BI & Analytics : Evolution and Future

Date:   Monday , January 02, 2017

Listen. Get Data. Think. Get Data. Evaluate. Get Data. Analyze. Get Data. Synthesize. Decide. Transform.


Given that the analytics function has increasingly higher levels of sponsorship and responsibility in forward-thinking organizations today, it is hard to imagine that just about fifteen years back, it was a very different story. Till about the mid-nineties, the word \"analytics\" was non-existent. The function, if I may call it that, was buried within \"MIS\" teams or a complementary part of the data-warehousing group. If you needed a report that outlined what products you were selling in which markets and what price points you sent a request to the \"IT team\", and you would receive a tabular report after a couple of days (we cannot imagine waiting more than a few seconds today!). This was the time of centralized databases, report requisitions, MIS specialists and the occasional external consultant who would make sense of it all.

Fast forward a few years, and we had the first real industry-impacting shift information federation. This was made possible by the relative ease of availability of corporate data in structured data repositories coupled with 3 critical factors. First, the willingness of organizations to take hard business decisions based on data (and not just \"gut\"); second, the introduction of the \"business analyst\" to the job market and finally the search engine. You now had some very smart people looking at up-to-the-day data (their own, competition and the market), and building relationships with your customers, gaining new clientele, making obscene amounts of money for their employers and then making sure that anyone with a web-enabled browser could find out about it. The banks and mass-market retail corporations led this wave and the rest of the financial industry wasn\'t far behind. Over the last 10-12 years, Enterprise BI has focused on areas like maximizing monetization on marketing campaigns, increasing customer loyalty and purchase propensity, risk and fraud.

Several enterprises across the world are investing in this capability using a variety of engagement models in-house, captive, specialized outsourcing and generic outsourcing. The largest proportion of analytics consulting work is still centered on these \"traditional\" application areas where increasingly advanced techniques are being used to identify ever-elusive target groups and increase monetization. Indian companies are leading the way in providing analytics-as-a-service to global audiences.

Indian businesses have traditionally focused more on increasing penetration through expanding their logistics chains but as the markets become more saturated, they are beginning to understand the value of real-time customer and market information, and the need to drive profitability through data-driven insights. We should see these organizations build out their analytics capability over the next 1-2 years.
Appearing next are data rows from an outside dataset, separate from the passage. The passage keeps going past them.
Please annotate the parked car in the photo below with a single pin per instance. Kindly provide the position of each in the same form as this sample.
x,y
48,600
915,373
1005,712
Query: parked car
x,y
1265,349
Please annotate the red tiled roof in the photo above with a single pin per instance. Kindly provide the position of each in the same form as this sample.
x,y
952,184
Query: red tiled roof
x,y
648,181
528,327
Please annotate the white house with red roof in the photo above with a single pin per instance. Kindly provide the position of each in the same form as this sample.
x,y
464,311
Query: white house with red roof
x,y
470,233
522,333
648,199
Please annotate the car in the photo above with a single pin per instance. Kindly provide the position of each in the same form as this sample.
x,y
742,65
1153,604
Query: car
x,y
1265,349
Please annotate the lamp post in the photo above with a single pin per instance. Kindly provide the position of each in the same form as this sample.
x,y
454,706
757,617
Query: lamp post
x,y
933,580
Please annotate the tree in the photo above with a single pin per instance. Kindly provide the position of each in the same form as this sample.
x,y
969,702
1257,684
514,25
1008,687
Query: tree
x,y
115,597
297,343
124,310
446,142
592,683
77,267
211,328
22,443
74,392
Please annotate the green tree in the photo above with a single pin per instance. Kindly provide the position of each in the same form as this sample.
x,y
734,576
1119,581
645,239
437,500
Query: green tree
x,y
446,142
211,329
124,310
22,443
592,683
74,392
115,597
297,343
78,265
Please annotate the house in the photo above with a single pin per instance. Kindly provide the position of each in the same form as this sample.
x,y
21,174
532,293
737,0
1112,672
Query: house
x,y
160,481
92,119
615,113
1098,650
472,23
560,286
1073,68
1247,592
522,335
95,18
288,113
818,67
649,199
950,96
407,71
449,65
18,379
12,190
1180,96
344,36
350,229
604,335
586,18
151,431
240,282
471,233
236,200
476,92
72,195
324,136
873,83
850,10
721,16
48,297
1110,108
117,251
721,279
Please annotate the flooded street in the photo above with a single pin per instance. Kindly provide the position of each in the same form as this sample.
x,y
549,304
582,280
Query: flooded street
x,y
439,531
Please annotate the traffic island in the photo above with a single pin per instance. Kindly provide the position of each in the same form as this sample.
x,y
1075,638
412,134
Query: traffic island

With the proliferation of structured and unstructured data and creation of analytics platforms and appliances with advanced visualization/dash boarding tools, those at the cutting edge of this wave are integrating customer data as it gets produced into relatively real-time decision-making. An example of this is the analysis of tweets at a racing event where there was a car crash. Within moments the spectators were tweeting about it, and the company managing the data feeds took two very important and responsible decisions. Through geo-tagging and image analysis, they were able to pinpoint the location and profile of the injured to emergency responders not only saving precious lives, but also preventing inaccurate rumors about the incident from spreading. This was possible due to the convergence of technology, real-time visual analytics, information synthesis and actionable outputs key components of analytics as we envisaged ten years back.

I expect the next major shift to ride on the back of energy efficient, programmable hardware. Most of the statistical and business analysis today is administered through what we generically call \"software programming\" using tools like SAS, SQL or Excel. The limitations of the underlying hardware prevent analytics \"jobs\" from executing in rapid succession on the same hardware/appliance. With the development of ever more advanced chips like the Field Programmable Gate Array (FPGA) developed by Microsoft (and used in Bing), we can switch to a different kind of job in less than a second on the same hardware infrastructure. The investments required for enterprise-grade analytics would see a dramatic reduction, for the same capability.

Analytics consultants are increasingly being recognized as the conscience keepers of the organization and also engaged as strategic partners in charting out sustainable and transformative plans for the future. We need to constantly stay at the leading edge of technology and analytical techniques while simultaneously grounding ourselves in the reality of businesses today. The journey has just begun the next 10-15 years will be incredibly exciting and the best among us will shape that future.